Pedi pra mamãe brincar comigo, mas ela não podia porque tinha que “trabalhar”. Quando eu brincava de ser gente grande eu também trabalhava, mas não era chato assim! E veio mais bom dias e comecei a ficar irritada. Corri para fora e vi a paisagem da tal da uspi. Grama verde, fofinha, céu azul bem grandão, uma borboleta voando pelo caminhozinho de pedra, folhinhas caindo das árvores e dançando junto com o vento… Como as pessoas grandes não conseguiam ver aquela beleza toda e continuavam mal-humoradas, gritando ou falando bom dia e bom dia e bom…

***

“Dormindo de novo, menina!?”, a tia do desenho me acordou de um sonho maluco.

– Mas eu tô com sono!

– Eu também estou.

– Então porque não dorme?

– Porque eu tenho que dar aula de artes pra vocês.

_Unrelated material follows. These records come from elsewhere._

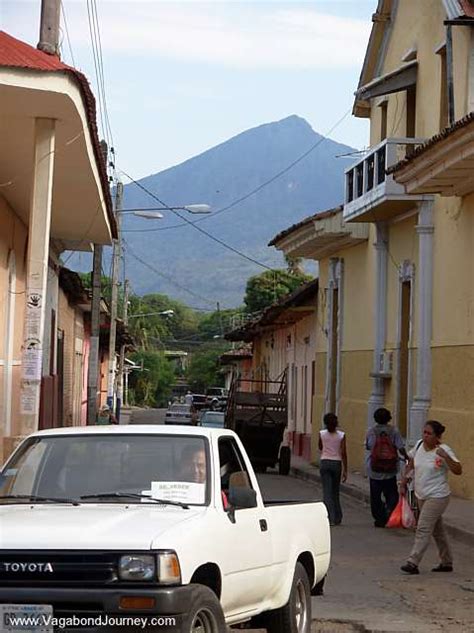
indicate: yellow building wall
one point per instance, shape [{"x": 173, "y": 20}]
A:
[
  {"x": 420, "y": 25},
  {"x": 13, "y": 237}
]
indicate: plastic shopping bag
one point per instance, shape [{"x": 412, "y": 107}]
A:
[
  {"x": 395, "y": 519},
  {"x": 402, "y": 515},
  {"x": 408, "y": 517}
]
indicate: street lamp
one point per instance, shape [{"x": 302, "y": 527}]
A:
[
  {"x": 162, "y": 313},
  {"x": 144, "y": 212}
]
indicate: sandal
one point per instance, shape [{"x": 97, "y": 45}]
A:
[
  {"x": 443, "y": 567},
  {"x": 410, "y": 568}
]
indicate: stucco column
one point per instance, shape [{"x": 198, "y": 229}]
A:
[
  {"x": 422, "y": 400},
  {"x": 377, "y": 396},
  {"x": 37, "y": 273}
]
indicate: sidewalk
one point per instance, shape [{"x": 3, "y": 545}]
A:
[{"x": 459, "y": 519}]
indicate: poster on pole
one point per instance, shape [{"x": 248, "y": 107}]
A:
[
  {"x": 31, "y": 362},
  {"x": 29, "y": 401}
]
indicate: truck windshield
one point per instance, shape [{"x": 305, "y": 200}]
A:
[{"x": 173, "y": 467}]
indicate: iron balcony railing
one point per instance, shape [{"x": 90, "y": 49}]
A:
[{"x": 367, "y": 181}]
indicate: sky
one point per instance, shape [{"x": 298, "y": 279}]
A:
[{"x": 182, "y": 76}]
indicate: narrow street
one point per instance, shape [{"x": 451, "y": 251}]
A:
[{"x": 366, "y": 591}]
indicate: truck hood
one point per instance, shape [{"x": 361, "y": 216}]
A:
[{"x": 89, "y": 526}]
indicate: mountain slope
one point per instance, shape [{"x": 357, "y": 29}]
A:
[{"x": 218, "y": 177}]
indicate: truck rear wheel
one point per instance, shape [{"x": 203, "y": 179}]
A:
[
  {"x": 205, "y": 613},
  {"x": 295, "y": 616},
  {"x": 284, "y": 462}
]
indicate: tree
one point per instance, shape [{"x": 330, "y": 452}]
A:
[
  {"x": 152, "y": 386},
  {"x": 267, "y": 288},
  {"x": 203, "y": 371}
]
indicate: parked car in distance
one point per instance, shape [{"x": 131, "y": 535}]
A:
[
  {"x": 199, "y": 401},
  {"x": 212, "y": 419},
  {"x": 181, "y": 414},
  {"x": 217, "y": 398}
]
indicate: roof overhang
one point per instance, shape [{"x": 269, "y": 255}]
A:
[
  {"x": 381, "y": 22},
  {"x": 396, "y": 80},
  {"x": 79, "y": 207},
  {"x": 323, "y": 236},
  {"x": 444, "y": 165}
]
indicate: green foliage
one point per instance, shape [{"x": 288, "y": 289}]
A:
[
  {"x": 216, "y": 323},
  {"x": 203, "y": 370},
  {"x": 151, "y": 387},
  {"x": 267, "y": 288}
]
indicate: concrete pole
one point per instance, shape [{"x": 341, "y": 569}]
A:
[
  {"x": 49, "y": 29},
  {"x": 120, "y": 377},
  {"x": 377, "y": 397},
  {"x": 93, "y": 372},
  {"x": 113, "y": 302},
  {"x": 422, "y": 399},
  {"x": 37, "y": 273}
]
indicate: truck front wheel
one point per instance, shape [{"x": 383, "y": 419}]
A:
[
  {"x": 205, "y": 613},
  {"x": 295, "y": 616},
  {"x": 284, "y": 463}
]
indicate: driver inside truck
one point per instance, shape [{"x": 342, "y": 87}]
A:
[{"x": 193, "y": 464}]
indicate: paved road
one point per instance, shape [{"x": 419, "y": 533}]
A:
[
  {"x": 147, "y": 416},
  {"x": 365, "y": 590}
]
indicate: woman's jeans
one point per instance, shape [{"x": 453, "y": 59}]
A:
[
  {"x": 430, "y": 524},
  {"x": 330, "y": 470}
]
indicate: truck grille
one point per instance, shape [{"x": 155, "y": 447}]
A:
[{"x": 51, "y": 568}]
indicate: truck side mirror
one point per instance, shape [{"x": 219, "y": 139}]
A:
[{"x": 240, "y": 497}]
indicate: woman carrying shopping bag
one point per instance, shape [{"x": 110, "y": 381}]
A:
[{"x": 430, "y": 462}]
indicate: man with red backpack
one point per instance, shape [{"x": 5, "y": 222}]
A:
[{"x": 383, "y": 443}]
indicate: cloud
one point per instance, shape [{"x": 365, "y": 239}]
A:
[{"x": 235, "y": 35}]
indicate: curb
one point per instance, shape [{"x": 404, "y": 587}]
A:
[{"x": 463, "y": 536}]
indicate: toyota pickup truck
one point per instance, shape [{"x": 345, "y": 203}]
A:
[{"x": 151, "y": 528}]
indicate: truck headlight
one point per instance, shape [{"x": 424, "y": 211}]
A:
[
  {"x": 137, "y": 567},
  {"x": 169, "y": 572}
]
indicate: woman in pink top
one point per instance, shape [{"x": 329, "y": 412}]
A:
[{"x": 332, "y": 466}]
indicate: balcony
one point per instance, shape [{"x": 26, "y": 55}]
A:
[{"x": 372, "y": 195}]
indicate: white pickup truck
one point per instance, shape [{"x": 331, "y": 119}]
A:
[{"x": 152, "y": 528}]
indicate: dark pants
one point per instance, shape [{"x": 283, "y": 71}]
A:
[
  {"x": 330, "y": 470},
  {"x": 383, "y": 508}
]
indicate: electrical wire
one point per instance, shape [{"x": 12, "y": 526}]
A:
[
  {"x": 63, "y": 11},
  {"x": 96, "y": 67},
  {"x": 101, "y": 67},
  {"x": 167, "y": 277},
  {"x": 275, "y": 177},
  {"x": 198, "y": 228}
]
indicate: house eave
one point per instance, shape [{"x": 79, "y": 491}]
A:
[{"x": 446, "y": 167}]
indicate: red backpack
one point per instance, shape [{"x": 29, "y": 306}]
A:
[{"x": 384, "y": 454}]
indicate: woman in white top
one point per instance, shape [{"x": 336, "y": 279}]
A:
[
  {"x": 332, "y": 466},
  {"x": 431, "y": 461}
]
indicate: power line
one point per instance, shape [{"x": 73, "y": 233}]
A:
[
  {"x": 96, "y": 67},
  {"x": 198, "y": 228},
  {"x": 282, "y": 172},
  {"x": 167, "y": 277},
  {"x": 63, "y": 11},
  {"x": 101, "y": 64}
]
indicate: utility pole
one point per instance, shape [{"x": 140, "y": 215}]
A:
[
  {"x": 113, "y": 303},
  {"x": 120, "y": 376},
  {"x": 93, "y": 374},
  {"x": 49, "y": 30}
]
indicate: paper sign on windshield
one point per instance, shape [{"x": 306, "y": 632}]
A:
[{"x": 183, "y": 491}]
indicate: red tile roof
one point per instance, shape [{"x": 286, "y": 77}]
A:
[
  {"x": 17, "y": 54},
  {"x": 320, "y": 215},
  {"x": 434, "y": 140}
]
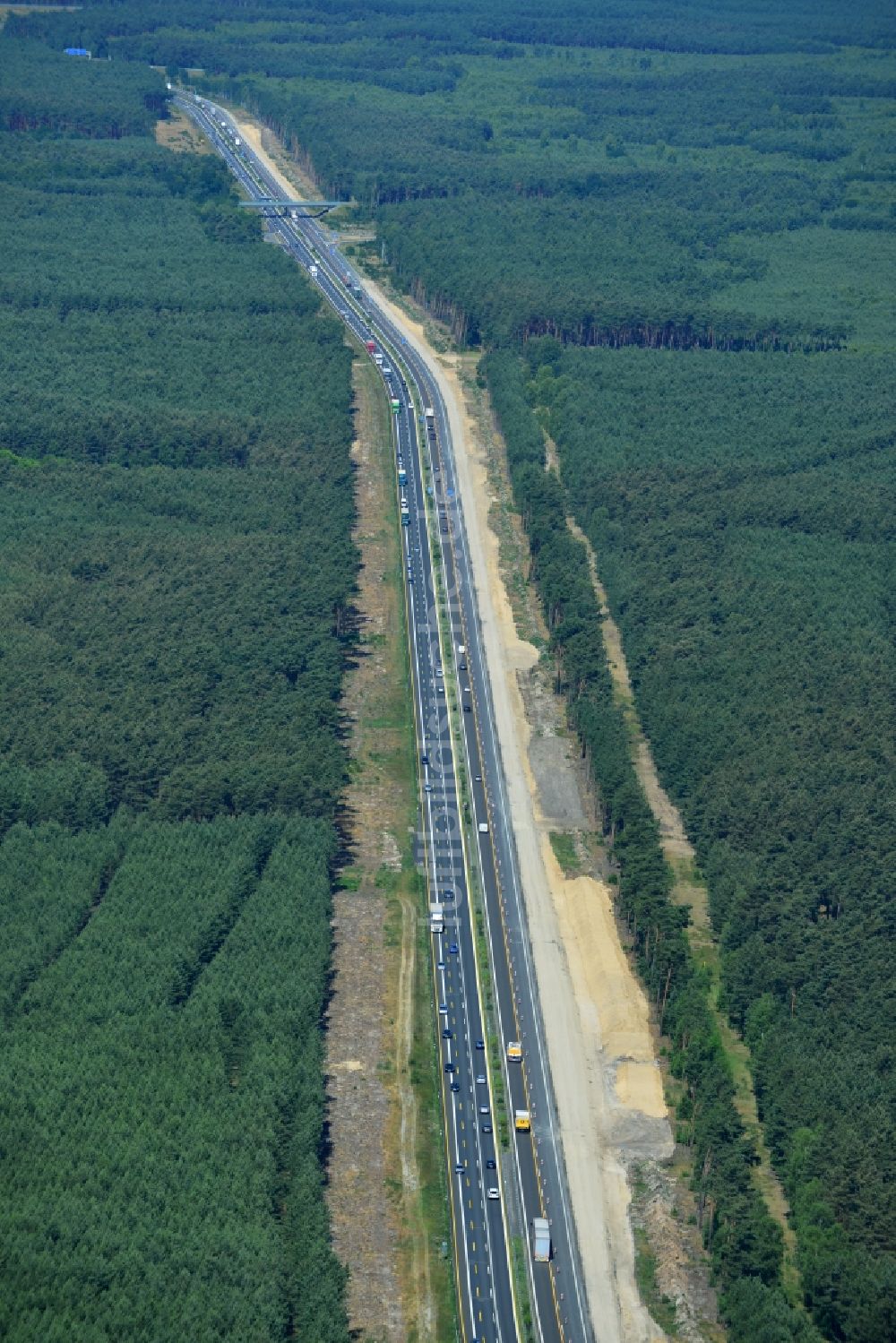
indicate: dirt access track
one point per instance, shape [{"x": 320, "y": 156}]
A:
[{"x": 607, "y": 1084}]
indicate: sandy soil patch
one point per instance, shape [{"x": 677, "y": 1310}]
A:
[
  {"x": 590, "y": 1015},
  {"x": 583, "y": 1009}
]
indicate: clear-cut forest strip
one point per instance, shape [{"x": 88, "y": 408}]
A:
[
  {"x": 375, "y": 1120},
  {"x": 702, "y": 199},
  {"x": 691, "y": 891}
]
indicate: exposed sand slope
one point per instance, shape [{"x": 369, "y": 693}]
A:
[{"x": 606, "y": 1080}]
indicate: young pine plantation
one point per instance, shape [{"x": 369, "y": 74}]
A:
[{"x": 174, "y": 613}]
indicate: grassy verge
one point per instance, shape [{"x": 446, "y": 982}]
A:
[{"x": 383, "y": 815}]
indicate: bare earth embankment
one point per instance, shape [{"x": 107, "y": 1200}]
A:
[{"x": 607, "y": 1084}]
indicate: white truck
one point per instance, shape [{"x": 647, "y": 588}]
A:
[{"x": 540, "y": 1240}]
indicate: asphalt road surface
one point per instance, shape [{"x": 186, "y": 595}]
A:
[{"x": 465, "y": 826}]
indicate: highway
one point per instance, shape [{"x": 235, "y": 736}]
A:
[{"x": 495, "y": 1190}]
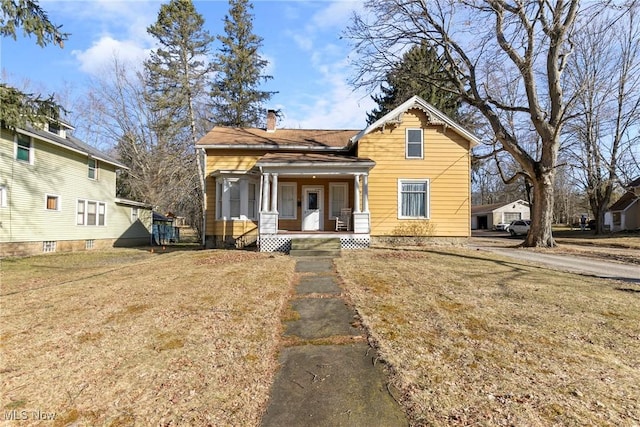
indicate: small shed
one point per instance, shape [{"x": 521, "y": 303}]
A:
[
  {"x": 486, "y": 217},
  {"x": 164, "y": 231},
  {"x": 624, "y": 214}
]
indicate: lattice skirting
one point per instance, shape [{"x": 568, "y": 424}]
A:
[
  {"x": 275, "y": 244},
  {"x": 281, "y": 243},
  {"x": 355, "y": 242}
]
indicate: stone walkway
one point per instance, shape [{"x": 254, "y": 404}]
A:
[{"x": 329, "y": 377}]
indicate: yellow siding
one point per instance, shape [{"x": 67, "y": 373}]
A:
[{"x": 445, "y": 163}]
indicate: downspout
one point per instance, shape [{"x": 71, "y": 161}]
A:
[
  {"x": 202, "y": 172},
  {"x": 260, "y": 205}
]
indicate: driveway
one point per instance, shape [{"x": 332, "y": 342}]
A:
[{"x": 503, "y": 244}]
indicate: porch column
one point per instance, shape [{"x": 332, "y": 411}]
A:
[
  {"x": 274, "y": 192},
  {"x": 356, "y": 193},
  {"x": 365, "y": 192},
  {"x": 265, "y": 192}
]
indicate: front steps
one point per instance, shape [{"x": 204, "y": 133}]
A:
[{"x": 315, "y": 247}]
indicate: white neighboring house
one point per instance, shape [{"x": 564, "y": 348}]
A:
[
  {"x": 496, "y": 215},
  {"x": 624, "y": 214},
  {"x": 59, "y": 194}
]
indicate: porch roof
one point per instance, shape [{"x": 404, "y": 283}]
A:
[
  {"x": 257, "y": 138},
  {"x": 311, "y": 163}
]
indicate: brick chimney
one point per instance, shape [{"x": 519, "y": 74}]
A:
[{"x": 271, "y": 120}]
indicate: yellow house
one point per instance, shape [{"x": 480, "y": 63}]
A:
[{"x": 406, "y": 175}]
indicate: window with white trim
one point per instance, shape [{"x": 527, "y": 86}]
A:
[
  {"x": 24, "y": 148},
  {"x": 414, "y": 144},
  {"x": 236, "y": 198},
  {"x": 90, "y": 212},
  {"x": 52, "y": 202},
  {"x": 287, "y": 200},
  {"x": 413, "y": 198},
  {"x": 3, "y": 196},
  {"x": 92, "y": 165},
  {"x": 338, "y": 198},
  {"x": 252, "y": 203},
  {"x": 49, "y": 246}
]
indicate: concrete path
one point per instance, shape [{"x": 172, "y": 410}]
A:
[{"x": 330, "y": 377}]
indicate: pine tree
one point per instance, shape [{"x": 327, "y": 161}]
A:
[
  {"x": 236, "y": 98},
  {"x": 419, "y": 73},
  {"x": 19, "y": 108},
  {"x": 177, "y": 75},
  {"x": 177, "y": 78}
]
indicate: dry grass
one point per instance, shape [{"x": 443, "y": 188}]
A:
[
  {"x": 629, "y": 240},
  {"x": 478, "y": 341},
  {"x": 127, "y": 337}
]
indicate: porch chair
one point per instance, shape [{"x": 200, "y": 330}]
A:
[{"x": 344, "y": 220}]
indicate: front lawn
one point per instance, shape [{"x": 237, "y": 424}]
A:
[
  {"x": 477, "y": 341},
  {"x": 129, "y": 337}
]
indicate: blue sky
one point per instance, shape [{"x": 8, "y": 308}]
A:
[{"x": 301, "y": 40}]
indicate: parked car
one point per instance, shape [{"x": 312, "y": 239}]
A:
[
  {"x": 520, "y": 226},
  {"x": 502, "y": 226}
]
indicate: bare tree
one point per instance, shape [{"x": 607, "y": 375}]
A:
[
  {"x": 488, "y": 47},
  {"x": 604, "y": 73}
]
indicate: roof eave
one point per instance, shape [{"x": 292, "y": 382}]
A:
[
  {"x": 75, "y": 150},
  {"x": 411, "y": 103},
  {"x": 270, "y": 147}
]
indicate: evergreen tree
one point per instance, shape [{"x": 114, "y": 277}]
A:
[
  {"x": 177, "y": 78},
  {"x": 236, "y": 98},
  {"x": 176, "y": 73},
  {"x": 418, "y": 73},
  {"x": 18, "y": 108}
]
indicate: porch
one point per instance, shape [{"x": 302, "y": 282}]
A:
[
  {"x": 308, "y": 196},
  {"x": 282, "y": 241}
]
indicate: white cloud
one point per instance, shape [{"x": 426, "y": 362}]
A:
[
  {"x": 101, "y": 54},
  {"x": 335, "y": 104}
]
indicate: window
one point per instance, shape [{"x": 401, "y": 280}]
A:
[
  {"x": 93, "y": 168},
  {"x": 91, "y": 213},
  {"x": 236, "y": 198},
  {"x": 24, "y": 149},
  {"x": 414, "y": 144},
  {"x": 617, "y": 218},
  {"x": 52, "y": 203},
  {"x": 252, "y": 212},
  {"x": 54, "y": 128},
  {"x": 3, "y": 197},
  {"x": 338, "y": 194},
  {"x": 413, "y": 198},
  {"x": 287, "y": 200},
  {"x": 48, "y": 246}
]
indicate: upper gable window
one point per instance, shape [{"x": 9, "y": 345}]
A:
[
  {"x": 93, "y": 169},
  {"x": 54, "y": 128},
  {"x": 414, "y": 145},
  {"x": 24, "y": 149},
  {"x": 52, "y": 202}
]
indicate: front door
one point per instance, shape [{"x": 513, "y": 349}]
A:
[{"x": 312, "y": 209}]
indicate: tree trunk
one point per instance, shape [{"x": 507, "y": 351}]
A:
[{"x": 540, "y": 234}]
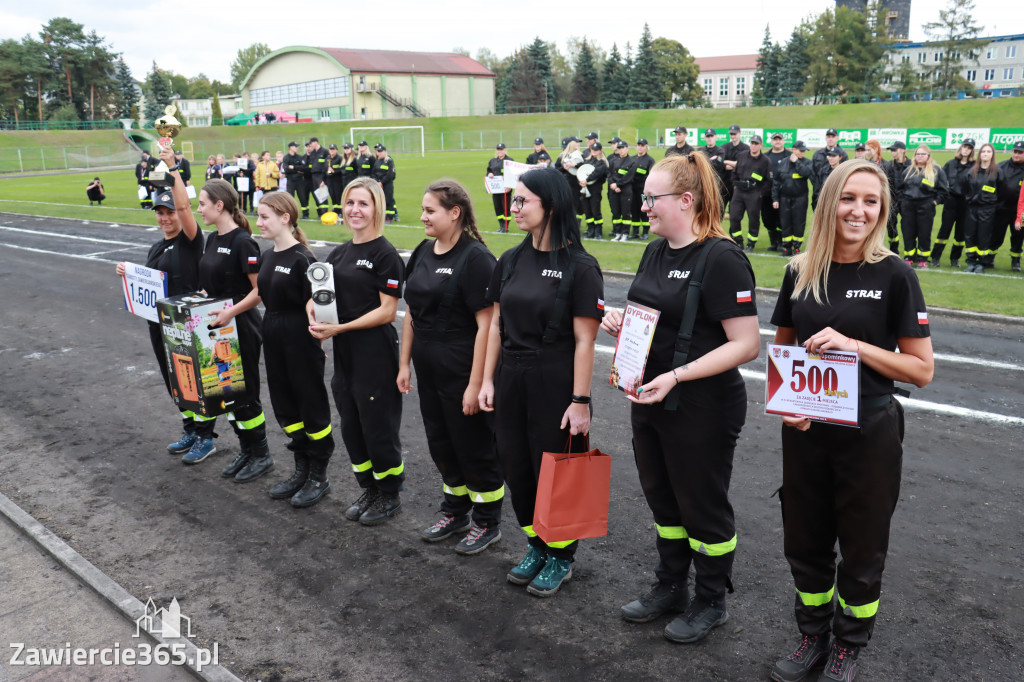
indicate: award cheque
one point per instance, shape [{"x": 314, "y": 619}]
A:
[{"x": 822, "y": 387}]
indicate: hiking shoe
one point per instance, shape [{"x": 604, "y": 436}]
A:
[
  {"x": 445, "y": 526},
  {"x": 663, "y": 598},
  {"x": 182, "y": 444},
  {"x": 842, "y": 664},
  {"x": 201, "y": 450},
  {"x": 555, "y": 572},
  {"x": 479, "y": 538},
  {"x": 698, "y": 620},
  {"x": 810, "y": 653},
  {"x": 365, "y": 502},
  {"x": 527, "y": 569}
]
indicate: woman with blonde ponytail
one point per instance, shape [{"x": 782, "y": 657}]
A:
[
  {"x": 691, "y": 407},
  {"x": 445, "y": 334}
]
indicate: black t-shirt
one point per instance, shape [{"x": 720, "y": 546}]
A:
[
  {"x": 428, "y": 281},
  {"x": 226, "y": 264},
  {"x": 527, "y": 300},
  {"x": 877, "y": 303},
  {"x": 282, "y": 280},
  {"x": 361, "y": 272},
  {"x": 728, "y": 291},
  {"x": 162, "y": 256}
]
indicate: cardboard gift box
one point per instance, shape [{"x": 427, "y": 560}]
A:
[{"x": 205, "y": 364}]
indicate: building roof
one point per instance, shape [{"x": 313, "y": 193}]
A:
[
  {"x": 732, "y": 62},
  {"x": 393, "y": 61}
]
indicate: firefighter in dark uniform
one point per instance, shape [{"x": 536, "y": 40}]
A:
[
  {"x": 954, "y": 209},
  {"x": 293, "y": 167},
  {"x": 681, "y": 147},
  {"x": 622, "y": 170},
  {"x": 445, "y": 335},
  {"x": 383, "y": 172},
  {"x": 496, "y": 168},
  {"x": 548, "y": 295},
  {"x": 644, "y": 162},
  {"x": 368, "y": 276},
  {"x": 1011, "y": 181},
  {"x": 687, "y": 415},
  {"x": 769, "y": 213},
  {"x": 841, "y": 483},
  {"x": 294, "y": 359},
  {"x": 751, "y": 174},
  {"x": 228, "y": 269},
  {"x": 788, "y": 195}
]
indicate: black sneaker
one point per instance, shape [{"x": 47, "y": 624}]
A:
[
  {"x": 663, "y": 598},
  {"x": 478, "y": 539},
  {"x": 810, "y": 653},
  {"x": 445, "y": 526},
  {"x": 842, "y": 665},
  {"x": 698, "y": 620}
]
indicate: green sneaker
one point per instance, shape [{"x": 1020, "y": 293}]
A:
[
  {"x": 528, "y": 567},
  {"x": 548, "y": 581}
]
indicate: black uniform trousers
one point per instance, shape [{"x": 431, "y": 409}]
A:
[
  {"x": 462, "y": 446},
  {"x": 749, "y": 202},
  {"x": 841, "y": 483},
  {"x": 532, "y": 390},
  {"x": 294, "y": 363},
  {"x": 953, "y": 219},
  {"x": 621, "y": 204},
  {"x": 248, "y": 420},
  {"x": 366, "y": 365},
  {"x": 793, "y": 215},
  {"x": 503, "y": 209},
  {"x": 916, "y": 217},
  {"x": 684, "y": 459}
]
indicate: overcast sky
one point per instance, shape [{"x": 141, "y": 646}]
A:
[{"x": 203, "y": 36}]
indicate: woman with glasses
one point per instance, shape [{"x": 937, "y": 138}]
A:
[
  {"x": 548, "y": 302},
  {"x": 687, "y": 415}
]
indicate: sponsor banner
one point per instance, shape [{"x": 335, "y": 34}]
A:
[
  {"x": 955, "y": 136},
  {"x": 1004, "y": 138},
  {"x": 934, "y": 138}
]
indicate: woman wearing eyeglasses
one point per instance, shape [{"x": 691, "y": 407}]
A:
[
  {"x": 548, "y": 302},
  {"x": 688, "y": 414}
]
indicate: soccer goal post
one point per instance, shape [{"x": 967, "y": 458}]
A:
[{"x": 391, "y": 139}]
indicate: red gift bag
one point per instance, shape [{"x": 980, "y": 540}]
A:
[{"x": 572, "y": 496}]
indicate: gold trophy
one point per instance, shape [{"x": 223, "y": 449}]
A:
[{"x": 168, "y": 127}]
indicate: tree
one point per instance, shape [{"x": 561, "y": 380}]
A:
[
  {"x": 245, "y": 60},
  {"x": 679, "y": 72},
  {"x": 955, "y": 36}
]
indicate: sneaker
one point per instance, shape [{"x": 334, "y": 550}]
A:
[
  {"x": 182, "y": 444},
  {"x": 555, "y": 572},
  {"x": 810, "y": 653},
  {"x": 479, "y": 539},
  {"x": 698, "y": 620},
  {"x": 202, "y": 449},
  {"x": 842, "y": 665},
  {"x": 528, "y": 568},
  {"x": 663, "y": 598},
  {"x": 445, "y": 526}
]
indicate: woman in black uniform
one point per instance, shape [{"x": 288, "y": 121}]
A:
[
  {"x": 368, "y": 276},
  {"x": 177, "y": 255},
  {"x": 842, "y": 483},
  {"x": 228, "y": 269},
  {"x": 294, "y": 359},
  {"x": 548, "y": 295},
  {"x": 692, "y": 406},
  {"x": 445, "y": 335}
]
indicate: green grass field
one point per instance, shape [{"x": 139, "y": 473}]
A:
[{"x": 64, "y": 196}]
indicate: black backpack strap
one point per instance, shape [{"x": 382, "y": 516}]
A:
[{"x": 693, "y": 286}]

– Por que não dá aula de dormir? – Ela não respondeu, mas eu nunca abandonava uma pergunta – Por que não dá aula de dormir?

– Vocês já são bem crescidinhos agora!

Não respondi mais nada. Mas não gostei da resposta, não queria crescer e ser que nem essa gente grande e mal-humorada. É, as pessoas grandes eram mesmo muito esquisitas, quem dera elas pudessem sonhar como eu.